Using the .. squirreltop:: directive for syntax highlighting

DO
A tactic of the form:

.. squirreldoc::

   do [ t1 | … | tn ].

is equivalent to the standard Ltac expression:

.. squirreldoc::

   first [ t1 | … | tn ].
DON’T
A tactic of the form:

.. squirreltop:: in

   do [ t1 | … | tn ].

is equivalent to the standard Ltac expression:

.. squirreltop:: in

   first [ t1 | … | tn ].

Overusing plain quotes

DO
The :tacn:`refine` tactic can raise the :exn:`Invalid argument` exception.
The term :g:`let a = 1 in a a` is ill-typed.
DON’T
The ``refine`` tactic can raise the ``Invalid argument`` exception.
The term ``let a = 1 in a a`` is ill-typed.

Plain quotes produce plain text, without highlighting or cross-references.

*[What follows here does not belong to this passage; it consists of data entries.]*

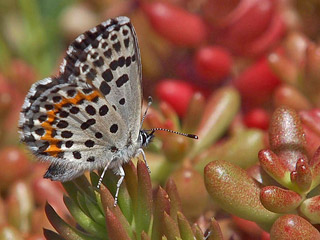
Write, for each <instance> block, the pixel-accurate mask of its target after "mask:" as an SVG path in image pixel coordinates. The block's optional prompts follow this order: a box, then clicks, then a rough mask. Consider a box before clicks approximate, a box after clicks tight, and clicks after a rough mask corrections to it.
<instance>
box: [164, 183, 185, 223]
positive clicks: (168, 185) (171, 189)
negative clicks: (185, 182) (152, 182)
mask: <svg viewBox="0 0 320 240" xmlns="http://www.w3.org/2000/svg"><path fill="white" fill-rule="evenodd" d="M166 192H167V193H168V195H169V198H170V217H172V218H173V219H174V220H175V221H177V213H178V212H179V211H180V212H181V211H182V206H181V200H180V196H179V193H178V190H177V186H176V184H175V182H174V181H173V180H172V178H169V179H168V181H167V183H166Z"/></svg>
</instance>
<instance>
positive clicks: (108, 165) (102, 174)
mask: <svg viewBox="0 0 320 240" xmlns="http://www.w3.org/2000/svg"><path fill="white" fill-rule="evenodd" d="M110 163H111V161H110V162H108V164H107V165H106V166H105V167H104V169H103V172H102V174H101V176H100V178H99V182H98V185H97V188H100V185H101V183H102V180H103V177H104V174H105V173H106V171H107V169H108V167H109V165H110Z"/></svg>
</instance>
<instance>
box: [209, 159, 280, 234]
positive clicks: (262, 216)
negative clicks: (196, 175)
mask: <svg viewBox="0 0 320 240" xmlns="http://www.w3.org/2000/svg"><path fill="white" fill-rule="evenodd" d="M204 177H205V185H206V188H207V190H208V192H209V194H210V195H211V197H212V198H213V200H214V201H215V202H216V203H218V204H219V206H220V207H222V208H223V209H224V210H226V211H227V212H229V213H231V214H234V215H237V216H239V217H241V218H244V219H247V220H250V221H254V222H256V223H258V224H260V225H262V226H263V227H265V228H268V227H271V224H272V223H273V222H274V221H275V220H276V219H277V217H278V216H279V215H278V214H275V213H272V212H270V211H268V210H267V209H265V208H264V207H263V205H262V204H261V202H260V188H259V187H258V185H257V183H256V182H255V181H254V180H253V179H252V178H250V177H249V176H248V175H247V173H246V172H245V171H244V170H243V169H241V168H239V167H238V166H235V165H232V164H231V163H229V162H226V161H219V160H218V161H213V162H211V163H209V164H208V165H207V166H206V167H205V170H204Z"/></svg>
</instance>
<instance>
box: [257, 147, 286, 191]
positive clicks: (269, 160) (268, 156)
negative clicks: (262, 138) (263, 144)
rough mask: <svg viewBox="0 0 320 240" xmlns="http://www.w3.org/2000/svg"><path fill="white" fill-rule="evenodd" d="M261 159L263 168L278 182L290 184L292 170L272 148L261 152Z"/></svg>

Overusing the example directive

DO
Here is a useful axiom:

.. squirreldoc::

   Axiom proof_irrelevance : forall (P : Prop) (x y : P), x=y.
DO
.. example:: Using proof-irrelevance

   If you assume the axiom above
DON’T
Here is a useful axiom:

.. example::

   .. squirreldoc::

      Axiom proof_irrelevance : forall (P : Prop) (x y : P), x=y.

Tips and tricks

Nested lemmas

The .. squirreltop:: directive does not reset Squirrel after running its contents. That is, the following will create two nested lemmas (which by default results in a failure):

.. squirreltop:: all

   lemma l1: 1 + 1 = 2.

.. squirreltop:: all

   lemma l2: 2 + 2 <> 1.

Add either abort to the first block or reset to the second block to avoid nesting lemmas.

Abbreviations and macros

Substitutions for specially-formatted names (like |Cic|, |Ltac| and |Latex| give CIC, Ltac and LaTeX), along with some useful LaTeX macros, are defined in a separate file. This file is automatically included in all manual pages.

Advanced uses of notations

  • Use % to escape grammar literal strings that are the same as metasyntax, such as {, |, } and {|. (While this is optional for | and { ... } outside of {| ... }, always using the escape requires less thought.)

  • Literals such as |- and || don’t need to be escaped.

  • The literal % shouldn’t be escaped.

  • Don’t use the escape for a | separator in {* and {+. These should appear as {*| and {+|.